1

For some custom code, I need to run a for-loop to dynamically create a variable in Tensorflow 2 (with eager execution mode enabled). (In my custom code, the values I write to the variable will require gradients, so I want to track the computations in the for loop, so I can get gradients from autodiff). My code works, but it is incredibly slow. In fact, it is several orders of magnitude slower than performing the same operation in numpy.

I have isolated the problem and I am providing a toy code snippet which highlights the problem. Fixing it will allow me to fix my custom code.

import numpy as np
import tensorflow as tf
import timeit

N = int(1e5)
data = np.random.randn(N)
def numpy_func(data):
    new_data = np.zeros_like(data)
    for i in range(len(data)):
        new_data[i] = data[i]
    return new_data

def tf_func(data):
    new_data = tf.Variable(tf.zeros_like(data))
    for i in range(len(data)):
        new_data[i].assign(data[i])
    return new_data    

%timeit numpy_func(data)
%timeit tf_func(data)

The key takeaways of this code snippet are that in the for-loop I need to only update a slice of the variable. The slice to be updated is different at each iteration. The data used for the update is different at each iteration (In my custom code it is the result of a few simple computations that depend on slices of the variable, here I am just using the fixed array for problem isolation.)

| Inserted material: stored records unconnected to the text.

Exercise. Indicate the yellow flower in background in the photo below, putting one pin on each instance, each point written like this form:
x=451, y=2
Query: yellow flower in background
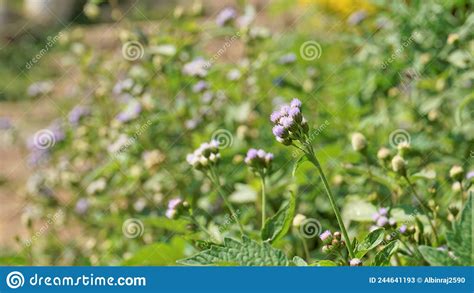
x=343, y=7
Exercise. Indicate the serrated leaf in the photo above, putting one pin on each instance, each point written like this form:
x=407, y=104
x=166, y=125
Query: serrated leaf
x=300, y=161
x=382, y=258
x=245, y=253
x=436, y=257
x=278, y=225
x=299, y=262
x=371, y=241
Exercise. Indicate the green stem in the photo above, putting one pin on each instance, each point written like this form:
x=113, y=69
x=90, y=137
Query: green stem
x=425, y=208
x=216, y=181
x=262, y=179
x=314, y=160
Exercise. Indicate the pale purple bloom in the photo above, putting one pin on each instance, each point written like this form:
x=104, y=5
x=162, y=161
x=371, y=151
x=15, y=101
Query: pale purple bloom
x=173, y=203
x=325, y=235
x=275, y=116
x=278, y=131
x=131, y=112
x=470, y=175
x=402, y=229
x=383, y=211
x=226, y=15
x=287, y=122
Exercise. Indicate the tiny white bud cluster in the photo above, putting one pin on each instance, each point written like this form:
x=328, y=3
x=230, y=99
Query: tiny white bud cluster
x=206, y=155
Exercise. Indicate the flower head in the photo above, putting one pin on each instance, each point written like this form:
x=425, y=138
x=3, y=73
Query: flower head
x=456, y=172
x=205, y=156
x=259, y=160
x=289, y=123
x=225, y=16
x=359, y=143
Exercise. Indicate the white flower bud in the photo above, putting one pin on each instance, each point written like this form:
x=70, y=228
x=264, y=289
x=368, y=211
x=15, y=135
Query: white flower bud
x=383, y=154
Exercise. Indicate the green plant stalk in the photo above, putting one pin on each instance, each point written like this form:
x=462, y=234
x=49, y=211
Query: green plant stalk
x=425, y=208
x=215, y=179
x=312, y=158
x=262, y=179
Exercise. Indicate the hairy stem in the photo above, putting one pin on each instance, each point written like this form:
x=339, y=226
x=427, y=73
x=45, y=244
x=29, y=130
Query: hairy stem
x=262, y=179
x=215, y=179
x=425, y=208
x=312, y=158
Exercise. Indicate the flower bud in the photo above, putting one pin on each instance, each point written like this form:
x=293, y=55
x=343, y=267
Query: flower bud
x=399, y=165
x=298, y=220
x=359, y=143
x=456, y=173
x=383, y=154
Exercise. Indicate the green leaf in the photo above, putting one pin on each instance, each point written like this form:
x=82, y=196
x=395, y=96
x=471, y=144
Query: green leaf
x=373, y=239
x=324, y=263
x=245, y=253
x=357, y=209
x=300, y=161
x=459, y=239
x=158, y=254
x=174, y=225
x=299, y=262
x=243, y=194
x=278, y=225
x=436, y=257
x=383, y=257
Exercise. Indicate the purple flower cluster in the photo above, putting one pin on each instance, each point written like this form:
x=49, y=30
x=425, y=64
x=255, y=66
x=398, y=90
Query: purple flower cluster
x=206, y=155
x=173, y=206
x=259, y=160
x=289, y=123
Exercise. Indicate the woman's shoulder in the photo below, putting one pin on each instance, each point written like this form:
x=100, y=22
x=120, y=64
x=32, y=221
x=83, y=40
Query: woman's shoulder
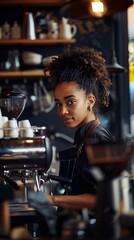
x=100, y=134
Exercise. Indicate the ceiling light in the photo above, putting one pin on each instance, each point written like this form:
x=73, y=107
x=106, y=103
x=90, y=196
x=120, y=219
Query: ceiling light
x=93, y=8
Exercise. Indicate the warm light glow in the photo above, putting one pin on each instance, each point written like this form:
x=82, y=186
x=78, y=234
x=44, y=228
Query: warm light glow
x=98, y=8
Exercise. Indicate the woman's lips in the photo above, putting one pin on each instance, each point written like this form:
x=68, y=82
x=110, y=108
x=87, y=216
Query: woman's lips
x=67, y=120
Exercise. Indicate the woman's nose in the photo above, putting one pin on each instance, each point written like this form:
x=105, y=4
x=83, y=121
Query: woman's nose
x=63, y=110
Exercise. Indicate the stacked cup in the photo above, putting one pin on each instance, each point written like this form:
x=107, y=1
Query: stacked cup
x=11, y=129
x=25, y=128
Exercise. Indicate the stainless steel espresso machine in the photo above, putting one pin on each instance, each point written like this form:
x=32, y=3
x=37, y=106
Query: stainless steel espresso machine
x=23, y=160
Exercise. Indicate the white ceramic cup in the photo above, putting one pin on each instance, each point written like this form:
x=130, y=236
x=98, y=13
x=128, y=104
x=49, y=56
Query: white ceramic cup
x=24, y=124
x=11, y=129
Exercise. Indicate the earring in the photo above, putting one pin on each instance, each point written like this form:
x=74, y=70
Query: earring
x=88, y=108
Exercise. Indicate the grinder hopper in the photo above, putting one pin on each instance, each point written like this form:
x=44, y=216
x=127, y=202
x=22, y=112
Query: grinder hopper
x=12, y=104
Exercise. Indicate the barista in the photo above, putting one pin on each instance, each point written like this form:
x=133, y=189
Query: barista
x=81, y=86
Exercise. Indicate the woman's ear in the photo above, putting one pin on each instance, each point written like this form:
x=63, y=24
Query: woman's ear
x=91, y=100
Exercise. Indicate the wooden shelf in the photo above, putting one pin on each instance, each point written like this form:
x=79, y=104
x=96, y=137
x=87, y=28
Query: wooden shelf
x=36, y=41
x=26, y=73
x=33, y=2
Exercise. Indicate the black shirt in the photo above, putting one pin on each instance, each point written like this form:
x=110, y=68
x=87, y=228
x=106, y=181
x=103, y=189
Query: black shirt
x=82, y=181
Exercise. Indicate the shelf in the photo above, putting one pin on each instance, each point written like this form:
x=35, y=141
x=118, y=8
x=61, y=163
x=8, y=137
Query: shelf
x=33, y=2
x=26, y=73
x=36, y=41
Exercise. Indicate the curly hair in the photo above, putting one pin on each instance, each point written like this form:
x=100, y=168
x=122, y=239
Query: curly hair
x=86, y=67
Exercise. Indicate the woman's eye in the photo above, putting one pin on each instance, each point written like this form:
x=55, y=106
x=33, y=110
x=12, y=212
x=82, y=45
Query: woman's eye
x=57, y=104
x=70, y=102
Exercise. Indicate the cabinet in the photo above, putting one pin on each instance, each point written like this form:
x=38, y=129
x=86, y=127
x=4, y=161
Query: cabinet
x=37, y=42
x=15, y=8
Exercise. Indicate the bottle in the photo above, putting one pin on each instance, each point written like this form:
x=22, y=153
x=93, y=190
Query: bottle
x=15, y=31
x=6, y=31
x=41, y=22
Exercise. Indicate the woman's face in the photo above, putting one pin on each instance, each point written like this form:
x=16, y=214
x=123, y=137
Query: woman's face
x=72, y=104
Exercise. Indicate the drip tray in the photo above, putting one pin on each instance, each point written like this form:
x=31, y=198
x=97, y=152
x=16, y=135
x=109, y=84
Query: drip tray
x=20, y=208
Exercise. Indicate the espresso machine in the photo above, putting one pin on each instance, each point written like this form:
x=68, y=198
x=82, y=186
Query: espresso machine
x=23, y=160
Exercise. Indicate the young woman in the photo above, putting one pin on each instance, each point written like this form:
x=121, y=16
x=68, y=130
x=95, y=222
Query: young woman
x=81, y=86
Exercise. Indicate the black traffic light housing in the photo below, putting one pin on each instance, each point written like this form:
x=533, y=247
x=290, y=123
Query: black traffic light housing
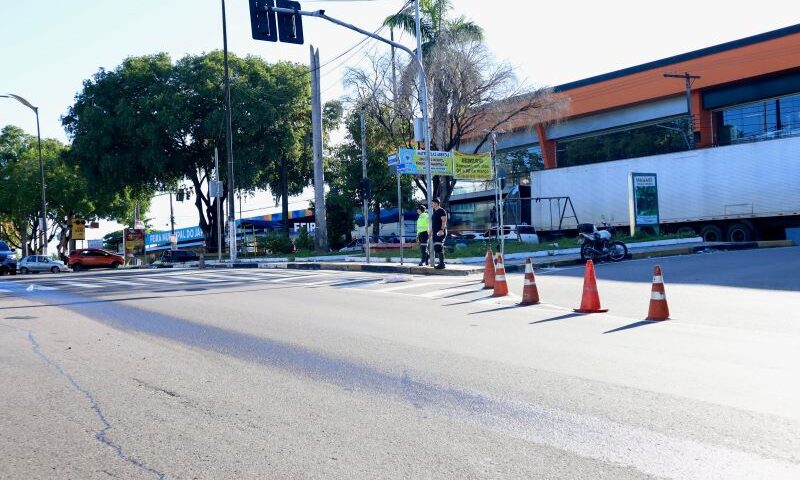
x=364, y=189
x=290, y=26
x=262, y=20
x=271, y=26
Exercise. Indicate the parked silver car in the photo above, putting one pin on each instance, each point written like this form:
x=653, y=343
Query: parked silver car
x=40, y=263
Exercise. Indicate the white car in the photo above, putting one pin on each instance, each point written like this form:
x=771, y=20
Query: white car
x=40, y=263
x=523, y=233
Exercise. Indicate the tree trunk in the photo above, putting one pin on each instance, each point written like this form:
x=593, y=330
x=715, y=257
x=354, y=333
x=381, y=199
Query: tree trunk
x=376, y=226
x=284, y=197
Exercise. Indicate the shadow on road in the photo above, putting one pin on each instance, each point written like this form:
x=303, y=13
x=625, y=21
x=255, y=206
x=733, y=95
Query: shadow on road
x=633, y=325
x=560, y=317
x=499, y=309
x=767, y=269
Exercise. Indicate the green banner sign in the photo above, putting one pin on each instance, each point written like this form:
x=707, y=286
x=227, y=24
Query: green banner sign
x=476, y=167
x=413, y=162
x=644, y=201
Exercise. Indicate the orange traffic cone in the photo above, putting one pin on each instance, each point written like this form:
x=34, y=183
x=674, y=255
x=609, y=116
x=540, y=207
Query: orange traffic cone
x=488, y=270
x=530, y=294
x=590, y=303
x=500, y=285
x=658, y=298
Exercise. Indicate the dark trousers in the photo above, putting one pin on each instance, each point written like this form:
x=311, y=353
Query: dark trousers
x=422, y=238
x=438, y=246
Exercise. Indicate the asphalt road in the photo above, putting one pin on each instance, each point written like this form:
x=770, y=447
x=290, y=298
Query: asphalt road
x=287, y=374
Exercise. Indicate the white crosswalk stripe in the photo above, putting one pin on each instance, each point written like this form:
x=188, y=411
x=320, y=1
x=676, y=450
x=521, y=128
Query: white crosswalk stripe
x=80, y=284
x=121, y=282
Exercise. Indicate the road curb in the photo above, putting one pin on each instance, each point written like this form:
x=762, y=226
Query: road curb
x=464, y=270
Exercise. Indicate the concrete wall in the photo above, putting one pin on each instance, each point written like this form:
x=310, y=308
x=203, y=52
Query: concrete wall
x=740, y=181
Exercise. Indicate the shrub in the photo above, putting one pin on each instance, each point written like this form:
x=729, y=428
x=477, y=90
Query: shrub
x=304, y=240
x=277, y=243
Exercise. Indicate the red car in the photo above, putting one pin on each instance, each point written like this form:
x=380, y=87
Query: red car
x=94, y=258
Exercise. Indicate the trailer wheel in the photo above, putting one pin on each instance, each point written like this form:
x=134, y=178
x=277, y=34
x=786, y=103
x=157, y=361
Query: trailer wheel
x=711, y=233
x=739, y=232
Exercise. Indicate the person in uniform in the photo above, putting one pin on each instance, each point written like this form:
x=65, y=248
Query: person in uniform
x=423, y=230
x=439, y=229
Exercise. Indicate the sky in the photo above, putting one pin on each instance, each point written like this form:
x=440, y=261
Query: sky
x=51, y=46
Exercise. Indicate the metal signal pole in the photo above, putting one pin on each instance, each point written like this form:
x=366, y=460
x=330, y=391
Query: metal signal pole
x=364, y=181
x=689, y=80
x=229, y=141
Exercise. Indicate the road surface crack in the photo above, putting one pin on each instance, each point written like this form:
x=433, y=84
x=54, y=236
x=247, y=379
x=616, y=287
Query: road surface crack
x=102, y=435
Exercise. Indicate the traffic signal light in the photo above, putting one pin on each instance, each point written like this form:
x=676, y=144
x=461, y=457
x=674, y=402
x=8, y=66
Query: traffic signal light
x=290, y=26
x=364, y=189
x=262, y=20
x=271, y=26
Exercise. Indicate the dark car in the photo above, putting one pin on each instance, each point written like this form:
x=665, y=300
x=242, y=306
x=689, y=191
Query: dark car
x=179, y=256
x=94, y=258
x=8, y=261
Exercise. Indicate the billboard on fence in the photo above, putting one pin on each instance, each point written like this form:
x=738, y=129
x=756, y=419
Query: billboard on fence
x=472, y=166
x=134, y=241
x=644, y=201
x=412, y=162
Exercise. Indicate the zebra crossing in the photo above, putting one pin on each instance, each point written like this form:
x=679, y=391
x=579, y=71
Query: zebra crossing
x=439, y=289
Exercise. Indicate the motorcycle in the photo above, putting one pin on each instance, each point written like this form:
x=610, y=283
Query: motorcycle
x=597, y=244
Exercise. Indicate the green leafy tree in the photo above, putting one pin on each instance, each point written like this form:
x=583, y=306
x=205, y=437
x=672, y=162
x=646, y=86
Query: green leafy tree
x=150, y=123
x=468, y=91
x=67, y=192
x=345, y=168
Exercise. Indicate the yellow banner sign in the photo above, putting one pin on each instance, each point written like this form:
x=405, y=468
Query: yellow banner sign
x=78, y=229
x=472, y=166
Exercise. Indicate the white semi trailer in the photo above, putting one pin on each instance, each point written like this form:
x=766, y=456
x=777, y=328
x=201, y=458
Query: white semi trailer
x=736, y=193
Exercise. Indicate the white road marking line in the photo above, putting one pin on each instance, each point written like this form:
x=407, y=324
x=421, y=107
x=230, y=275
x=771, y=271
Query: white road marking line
x=442, y=293
x=161, y=280
x=411, y=285
x=121, y=282
x=35, y=287
x=80, y=284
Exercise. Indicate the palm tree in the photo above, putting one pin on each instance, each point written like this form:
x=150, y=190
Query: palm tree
x=434, y=23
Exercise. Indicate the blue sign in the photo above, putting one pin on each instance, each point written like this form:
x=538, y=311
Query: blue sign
x=183, y=234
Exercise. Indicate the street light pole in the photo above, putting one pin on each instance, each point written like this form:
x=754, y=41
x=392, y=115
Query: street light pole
x=423, y=84
x=426, y=126
x=229, y=141
x=43, y=213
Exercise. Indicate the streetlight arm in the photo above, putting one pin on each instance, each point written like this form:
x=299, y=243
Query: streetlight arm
x=321, y=14
x=20, y=100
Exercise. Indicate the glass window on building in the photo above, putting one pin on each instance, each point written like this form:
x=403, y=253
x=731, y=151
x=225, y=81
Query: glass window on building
x=667, y=136
x=518, y=163
x=762, y=120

I am using Tensorflow 2 and the tensorflow code ideally needs to run with eager execution enabled, since parts of the custom operations depend on eager execution.

I am new to Tensorflow and I would really appreciate any help with fixing this problem.

Many thanks, Max

mbpaulus
  • 7,301
  • 3
  • 29
  • 40

1 Answers1

0

TensorFlow will never be very fast when used like that. The ideal solution would be to vectorize your computation so it does not require you to loop explicitly, but that depends on the exact thing that you are computing (you could post another question about that if you want). However, you can get a bit better performance using tf.function. I changed a bit your function to have new_data as an output parameter, since tf.function does not allow you to create variables after the first call (but actually if you remove the new_data parameter it will also work, as tf.function will find the variable in the global scope).

import numpy as np
import tensorflow as tf
import timeit

# Input data
N = int(1e3)
data = np.random.randn(N)

# NumPy
def numpy_func(data, new_data):
    new_data[:] = 0
    for i in range(len(data)):
        new_data[i] = data[i]

new_data = np.zeros_like(data)
%timeit numpy_func(data, new_data)
# 143 µs ± 4.41 µs per loop (mean ± std. dev. of 7 runs, 10000 loops each)

# TensorFlow
def tf_func(data, new_data):
    new_data.assign(tf.zeros_like(data))
    for i in range(len(data)):
        new_data[i].assign(data[i])
new_data = tf.Variable(tf.zeros_like(data))
%timeit tf_func(data, new_data)
# 119 ms ± 3.68 ms per loop (mean ± std. dev. of 7 runs, 10 loops each)

# tf.function
# This is equivalent to using it as a decorator
tf_func2 = tf.function(tf_func)
new_data = tf.Variable(tf.zeros_like(data))
tf_func2(data, new_data)  # First call is slower
%timeit tf_func2(data, new_data)
# 3.55 ms ± 40.6 µs per loop (mean ± std. dev. of 7 runs, 100 loops each)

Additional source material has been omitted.